Un exemple et peut-être une méthode, puisque vous cherchez des moyens pour faciliter l'appropriation de la loi : je rejoins ce que vous disiez, madame la présidente, sur le lien profond entre l'aval et l'amont. Si l'on veut qu'en aval, la mise en oeuvre se fasse dans de bonnes conditions, il faut que le travail en amont ait permis d'abord d'établir un projet qui réponde pour l'essentiel aux aspirations majoritaires et aux besoins tels qu'ils ont été identifiés, et qui a été co-construit avec les représentants des collectivités locales, les parlementaires, donc qui a fait l'objet de beaucoup d'échanges. Quand le texte a été bien compris et souhaité en amont, généralement, sa mise en oeuvre se passe plus aisément en aval, même s'il peut y avoir des hostilités ou des difficultés ponctuelles.

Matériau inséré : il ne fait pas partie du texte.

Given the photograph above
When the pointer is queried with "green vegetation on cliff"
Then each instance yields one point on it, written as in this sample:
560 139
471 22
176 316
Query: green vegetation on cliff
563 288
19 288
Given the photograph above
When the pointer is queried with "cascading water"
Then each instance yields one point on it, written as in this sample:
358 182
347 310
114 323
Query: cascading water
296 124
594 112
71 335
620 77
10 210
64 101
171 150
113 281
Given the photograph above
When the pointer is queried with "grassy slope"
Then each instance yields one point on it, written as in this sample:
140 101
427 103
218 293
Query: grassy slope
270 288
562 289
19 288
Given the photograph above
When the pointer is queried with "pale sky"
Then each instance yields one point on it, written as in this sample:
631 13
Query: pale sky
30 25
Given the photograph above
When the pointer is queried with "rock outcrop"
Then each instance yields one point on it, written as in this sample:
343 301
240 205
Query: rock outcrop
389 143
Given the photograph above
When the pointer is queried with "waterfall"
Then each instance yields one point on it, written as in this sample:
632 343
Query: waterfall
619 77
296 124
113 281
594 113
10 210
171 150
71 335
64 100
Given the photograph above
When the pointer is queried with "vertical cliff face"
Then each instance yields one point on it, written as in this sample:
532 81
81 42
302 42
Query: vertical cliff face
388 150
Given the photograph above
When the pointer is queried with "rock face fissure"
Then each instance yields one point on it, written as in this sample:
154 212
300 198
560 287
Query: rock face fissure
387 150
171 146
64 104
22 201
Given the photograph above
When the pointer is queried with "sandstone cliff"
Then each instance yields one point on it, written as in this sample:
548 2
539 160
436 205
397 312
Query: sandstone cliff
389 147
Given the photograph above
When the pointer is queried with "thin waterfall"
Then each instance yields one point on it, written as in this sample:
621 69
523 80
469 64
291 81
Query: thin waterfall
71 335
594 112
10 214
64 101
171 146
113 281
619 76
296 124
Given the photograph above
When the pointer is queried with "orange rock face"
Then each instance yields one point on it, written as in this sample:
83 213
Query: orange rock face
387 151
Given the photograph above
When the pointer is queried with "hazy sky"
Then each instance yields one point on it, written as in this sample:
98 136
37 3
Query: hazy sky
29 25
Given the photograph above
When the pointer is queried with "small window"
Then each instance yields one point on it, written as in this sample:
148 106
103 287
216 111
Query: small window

Sur la relation entre préfets et collectivités territoriales : d'abord, en application de l'article 72 de la Constitution, le préfet a la charge du contrôle administratif de la mise en oeuvre de la loi. Il y a deux mécaniques. La principale, que l'on privilégie, est celle du conseil et consiste à expliquer, conseiller et apporter des éléments d'appui lorsque les collectivités ont des interrogations ou rencontrent des difficultés. C'est un travail discret, qui passe « sous les radars », mais qui est extrêmement important et qui représente l'essentiel de l'activité, notamment des sous-préfets, des préfets et des personnels des préfectures et des services territoriaux de l'État qui travaillent, en lien avec les acteurs locaux, à mettre en place et déployer la loi.

Par ailleurs, en cas de difficultés de mise en oeuvre, y compris le non-respect de la loi, le préfet assure le contrôle de légalité, qui est une particularité prévue par la Constitution. Je voudrais signaler qu'il connaît ces dernières années un regain non négligeable, ce qui ne veut pas dire qu'il y a plus de problèmes, mais plutôt qu'il y a une grande sensibilité à l'importance de la bonne mise en oeuvre de la loi, avec notamment un nombre de déférés – qui ne sont pas une fin en soi, mais qui sont un indicateur comme un autre – qui augmente substantiellement en matière de contrôle de légalité. Nous pourrons vous communiquer quelques chiffres.

Le contrôle est désormais concentré sur les actes à enjeu mais, sur ces actes-là, on cherche à ce que la loi soit mise en oeuvre dans les meilleures conditions avec un contrôle de légalité exigeant, qui a été renforcé dans ses moyens ces dernières années dans le cadre du plan Préfectures nouvelle génération. Ont été mises en place de petites équipes compétentes, en mesure d'apporter un appui en conseil et le cas échéant, en contrôle, aux collectivités locales.

Quant à l'association des parlementaires, madame la présidente, vous avez raison, c'est un élément essentiel. Sur un champ un peu différent de celui du contrôle de légalité, qui est très particulier, on voit que l'évolution est en cours, comme en atteste le rôle croissant des parlementaires dans la détermination des politiques d'État, à travers notamment les lois de finances. Nous avons notamment prévu la présence de parlementaires dans les commissions compétentes en matière de dotation d'équipement des territoires ruraux (DETR) et trouvé les moyens de les associer plus encore que ce n'était le cas avant. Il y a donc des éléments d'évolution qu'il ne faut pas sous-estimer par rapport à la situation qui prévalait avant la fin du cumul des mandats, qui relevait d'une organisation différente. Il y a encore sans doute des progrès à faire, mais il est clair que l'objectif est de pouvoir associer et informer au mieux les parlementaires sur la mise en oeuvre des politiques d'État au niveau déconcentré. C'est le rôle des services déconcentrés, animés par le préfet.

On pourra difficilement aller plus loin dans l'intervention des parlementaires dans l'action propre des collectivités locales. Elles ont leur autonomie prévue par la Constitution, mais il faut qu'on ait la possibilité, au niveau local, de savoir ce qui est fait des moyens de l'État, dans la mise en oeuvre des politiques d'État, en lien avec les collectivités. C'est tout le sujet, y compris maintenant dans les commissions départementales de la coopération intercommunale (CDCI), ce qui n'était pas le cas il y a encore quelques années. L'idée est de permettre aux parlementaires de participer à ce débat et d'être informés de ce qui se passe en termes de politique d'État au niveau déconcentré.